Elections in Catalonia on May 12th. The setback that the minority Catalan government has received this Wednesday as its draft budget was not even admitted for hearing by Parliament has been the last straw, prompting the early election that the president, Pere Aragonès, had put aside several times since October 2022 when his government was left with the support of only the 33 deputies of his own party, the Catalan Republican Left (ERC) in the 135-seat chamber. After Parliament threw out the government's proposed accounts, Aragonès called an extraordinary meeting of the Catalan cabinet to inform his ministers that the legislature has reached its end. Immediately afterwards, he made a media appearance without questions in which he announced the date of the elections.
The "red lines" set down by other parties in the house, said Aragonès, along with "the blockade between one party and another" are responsible for "the budget with the most resources being rejected", and thus the president of the ERC government blamed the opposition groups for the failure of the accounts bill to get a hearing. He argued that "in the face of the irresponsibility of the political groups that today have rejected the budgets, the country needs responsibility".

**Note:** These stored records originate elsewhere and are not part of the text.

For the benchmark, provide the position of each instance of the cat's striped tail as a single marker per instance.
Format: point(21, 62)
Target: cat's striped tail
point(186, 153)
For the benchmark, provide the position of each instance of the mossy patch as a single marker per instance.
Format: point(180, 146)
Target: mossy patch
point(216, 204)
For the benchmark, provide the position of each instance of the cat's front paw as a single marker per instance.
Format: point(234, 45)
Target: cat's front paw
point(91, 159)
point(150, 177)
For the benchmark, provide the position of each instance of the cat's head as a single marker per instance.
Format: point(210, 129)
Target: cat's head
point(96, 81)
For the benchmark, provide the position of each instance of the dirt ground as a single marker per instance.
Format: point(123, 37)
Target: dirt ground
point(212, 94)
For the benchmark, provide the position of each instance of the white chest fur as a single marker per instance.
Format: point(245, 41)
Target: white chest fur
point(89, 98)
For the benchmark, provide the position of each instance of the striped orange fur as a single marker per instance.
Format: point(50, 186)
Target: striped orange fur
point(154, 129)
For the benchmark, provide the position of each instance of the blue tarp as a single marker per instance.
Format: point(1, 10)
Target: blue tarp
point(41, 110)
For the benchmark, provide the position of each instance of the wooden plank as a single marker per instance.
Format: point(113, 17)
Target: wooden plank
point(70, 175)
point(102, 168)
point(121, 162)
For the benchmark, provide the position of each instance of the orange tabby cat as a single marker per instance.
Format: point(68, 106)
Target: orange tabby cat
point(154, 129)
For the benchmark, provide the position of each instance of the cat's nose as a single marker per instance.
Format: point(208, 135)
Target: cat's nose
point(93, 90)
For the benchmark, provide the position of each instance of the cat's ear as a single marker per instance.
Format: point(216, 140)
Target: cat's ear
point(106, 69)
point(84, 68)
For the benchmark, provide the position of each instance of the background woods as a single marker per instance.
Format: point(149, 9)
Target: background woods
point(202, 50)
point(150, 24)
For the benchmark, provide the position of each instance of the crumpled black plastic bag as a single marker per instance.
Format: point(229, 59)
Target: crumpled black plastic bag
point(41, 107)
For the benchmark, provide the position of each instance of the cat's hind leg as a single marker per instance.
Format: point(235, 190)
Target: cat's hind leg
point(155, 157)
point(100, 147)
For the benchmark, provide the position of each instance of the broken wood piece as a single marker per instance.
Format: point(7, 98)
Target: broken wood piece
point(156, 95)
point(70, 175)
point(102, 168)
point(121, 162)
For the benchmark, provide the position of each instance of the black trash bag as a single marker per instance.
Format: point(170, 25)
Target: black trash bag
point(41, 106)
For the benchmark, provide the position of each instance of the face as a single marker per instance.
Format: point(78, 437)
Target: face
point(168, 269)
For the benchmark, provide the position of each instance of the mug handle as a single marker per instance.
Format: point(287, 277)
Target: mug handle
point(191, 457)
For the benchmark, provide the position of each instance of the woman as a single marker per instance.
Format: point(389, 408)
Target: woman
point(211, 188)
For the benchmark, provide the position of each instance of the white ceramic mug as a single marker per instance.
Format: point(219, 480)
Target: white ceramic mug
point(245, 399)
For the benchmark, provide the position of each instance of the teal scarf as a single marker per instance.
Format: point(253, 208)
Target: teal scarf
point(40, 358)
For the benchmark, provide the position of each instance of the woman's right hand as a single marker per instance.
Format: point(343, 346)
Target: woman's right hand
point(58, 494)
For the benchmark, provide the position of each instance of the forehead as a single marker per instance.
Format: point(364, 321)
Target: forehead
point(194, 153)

The failure of the budget to enter parliament has been the precipitant, but it has not been the only element weighing on the decision. One major issue on the table has been Catalonia's persistent drought, which will force the government to tighten restrictions; the difficulties that former ally Together for Catalona (Junts) finds itself in, without having any designated candidate; the difficulties, also, that the Catalan Socialist (PSC) candidate, Salvador Illa, has to face, amidst the Spanish Socialist's crisis over the Koldo case just at the moment when the polls seemed to be smiling at them. All of these aspects would have been factors in the snap election call, with the second half of the year already occupied by an electoral date, the European elections on June 9th.
The campaign begins
In the very speech which Aragonès used to announce the snap election, he has begun his campaign. In the six minutes of his address, he first attributed to the opposition the responsibility for not being able to move the budget forward, and then went on to assert that Catalonia has two "country projects": a conformist vision anchored in the past that feels comfortable with "dependency on the government of the Spanish state" - referring to the Catalan Socialists, and another, which he asserted that he backs, "fully republican, which sees the future with ambition and the unequivocal horizon of freely deciding the future as a people".
"Since the beginning of my presidency, my commitment and my actions have been aimed at finding solutions wherever there were problems", Aragonès said, assuring that today there are more doctors, more health workers, more police than ever, after his government had taken charge in May 2021 - with Junts in pro-independence coalition for the first 15 months after elections that February. Aragonès admitted that his goal was to see the legislature through to its four-year conclusion and that Catalonia deserved an entire legislature, but he concluded that now is the time to "look forward".